Make ready, O Bethlehem; for Eden has been opened to all. Prepare yourself, O Ephratah; for the tree of life has blossomed from the Virgin in the cave. For her womb is shown to be a spiritual paradise, in which is the divine plant: eating of this, we shall live, and not die like Adam. Christ is born, to raise up the image which surpassing was fallen.
This prayer eloquently reminds Christians that Christmas offers eternal hope and joy considering God became flesh. We can freely laugh, and we can freely repast withal with Father Christmas—“the stout old wight”—and be fully human considering Christ has wilt our upper priest who will nourish us with himself; he is “the divine plant” which rescues us from death. As Saint Paul wrote to the Hebrews, “Since then we have a unconfined upper priest who has passed through the heavens, Jesus, the Son of God, let us hold fast our confession.” Through faith Christ calls all mankind to enter when into the mystery of trinitarian love.

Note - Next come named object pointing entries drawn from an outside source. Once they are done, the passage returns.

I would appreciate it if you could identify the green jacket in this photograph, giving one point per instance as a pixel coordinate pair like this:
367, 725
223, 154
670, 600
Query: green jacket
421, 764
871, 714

Even though Dickens does not mention the lineage of Christ in his Christmas poem or in his story of Gabriel Grubb, his weighing that love, and good, honest, human pleasures are nature of Christmas, underscore Christian belief. His Christmas literature teaches Christians and nonbelievers unwrinkled how to gloat in a world that is gradually stuff made new through the incarnation. Whether Dickens fully recognized the importance of Christ’s lineage in an orthodox sense is a moot point; veins of Christianity had fed England for ten centuries, enabling plane liberal Victorians to still see Christmas as sacred and humanity redeemable. Dickens was worldly-wise to create a Christmas myth that still resonates with our secular culture considering he knew what all of us intuitively know: that we are sinful—broken and in need of a love that is “hearty, true and bold,” just like that of old Father Christmas.